Dekeyseria is a genus of freshwater ray-finned fish belonging to the family Loricariidae, the suckermouth armoured catfishes, and the subfamily Hypostominae, the suckermouth catfishes. These catfishes are found in the Amazon and Orinoco river systems in South America

==Species==
Dekeyseria contains the following valid species:

==Taxonomy==
Dekeyseria was first described with D. amazonica as type species in 1985 by Lúcia Helena Rapp Py-Daniel. Later, Zonancistrus was described for D. brachyura, D. picta, and D. pulchra. However, this distinction was based on colouration, which is not a useful characteristic in diagnosing genera in loricariids; other genera such as Hypancistrus and Pseudolithoxus also exhibit a range of colouration patterns. Though Dekeyseria is not diagnosed by any unique characteristic, it is still a well-diagnosed genus.

===Etymology===
Dekeyserai honours the French zoologist Pierre Louis Dekeyser of the Federal University of Paraíba.

==Distribution==
Dekeyseria species are known from the Rio Negro, floodplain lakes of the Amazon, and upper Orinoco.

==Description==
Dekeyseria is an unusual group of fishes that appear similar to Lasiancistrus. Colour pattern is variable with some species brown with some mottling in the fins, and others with a bold pattern of brown bars on a tan background. In brown species, the abdomen is slightly lighter than the sides.

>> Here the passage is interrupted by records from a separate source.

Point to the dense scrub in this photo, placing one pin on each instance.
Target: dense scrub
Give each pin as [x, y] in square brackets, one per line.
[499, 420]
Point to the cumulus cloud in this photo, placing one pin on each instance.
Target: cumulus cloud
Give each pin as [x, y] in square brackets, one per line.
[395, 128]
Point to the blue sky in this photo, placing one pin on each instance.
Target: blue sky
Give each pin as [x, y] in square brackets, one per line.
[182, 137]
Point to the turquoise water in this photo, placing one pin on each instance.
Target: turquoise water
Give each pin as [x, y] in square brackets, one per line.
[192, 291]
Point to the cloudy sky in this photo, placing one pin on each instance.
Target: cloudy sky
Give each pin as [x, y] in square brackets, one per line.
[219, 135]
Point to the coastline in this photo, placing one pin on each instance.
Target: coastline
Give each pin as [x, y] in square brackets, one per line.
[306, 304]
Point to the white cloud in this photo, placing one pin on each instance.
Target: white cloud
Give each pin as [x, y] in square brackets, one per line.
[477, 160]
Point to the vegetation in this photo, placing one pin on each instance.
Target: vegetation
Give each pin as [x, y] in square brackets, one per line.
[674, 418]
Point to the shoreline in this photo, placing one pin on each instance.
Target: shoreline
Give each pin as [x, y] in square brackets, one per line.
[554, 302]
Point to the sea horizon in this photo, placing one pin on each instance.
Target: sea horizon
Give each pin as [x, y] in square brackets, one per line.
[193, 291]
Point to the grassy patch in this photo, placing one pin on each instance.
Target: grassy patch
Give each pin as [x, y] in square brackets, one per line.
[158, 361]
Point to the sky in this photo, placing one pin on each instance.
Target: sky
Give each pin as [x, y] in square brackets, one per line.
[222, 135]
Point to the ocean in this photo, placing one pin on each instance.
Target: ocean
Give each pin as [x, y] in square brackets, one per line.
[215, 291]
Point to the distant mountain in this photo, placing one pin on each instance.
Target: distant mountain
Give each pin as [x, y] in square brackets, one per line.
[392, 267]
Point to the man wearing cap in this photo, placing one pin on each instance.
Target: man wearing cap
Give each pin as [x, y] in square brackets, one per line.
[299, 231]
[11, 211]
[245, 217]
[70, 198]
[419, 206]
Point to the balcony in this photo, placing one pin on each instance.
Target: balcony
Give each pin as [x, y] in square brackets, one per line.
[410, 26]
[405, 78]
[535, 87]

In barred species, the head has large tan spots, the spots becoming larger posteriorly until the bars form as separate entities. There are about eight bars in these barred species. However, Dekeyseria species are also able to change their colours quickly, like a chameleon, to fit their mood or their surroundings.

The species are flattened more than typical Ancistrini, and the lateral plates have median rows of long, sharp odontodes forming keels. Odontodes form well-developed rows above and below the keel rows in all individuals. Tentacles are associated with odontodes on the pectoral fin spine and snout, but are shorter than the supporting odontodes (rather than longer, as in Ancistrus). These fish range in size from 10.0–21 cm SL.

Breeding males develop elongated odontodes along the snout margin anterior to the evertible cheek odontodes and on the pectoral fin rays. In some species, the cheek odontodes are extremely long. The brown species appear to have a greater development of the snout odontodes and the barred species a greater development of the pectoral fin spine odontodes.

==Ecology==
Dekeyseria has been reported as an air-breather.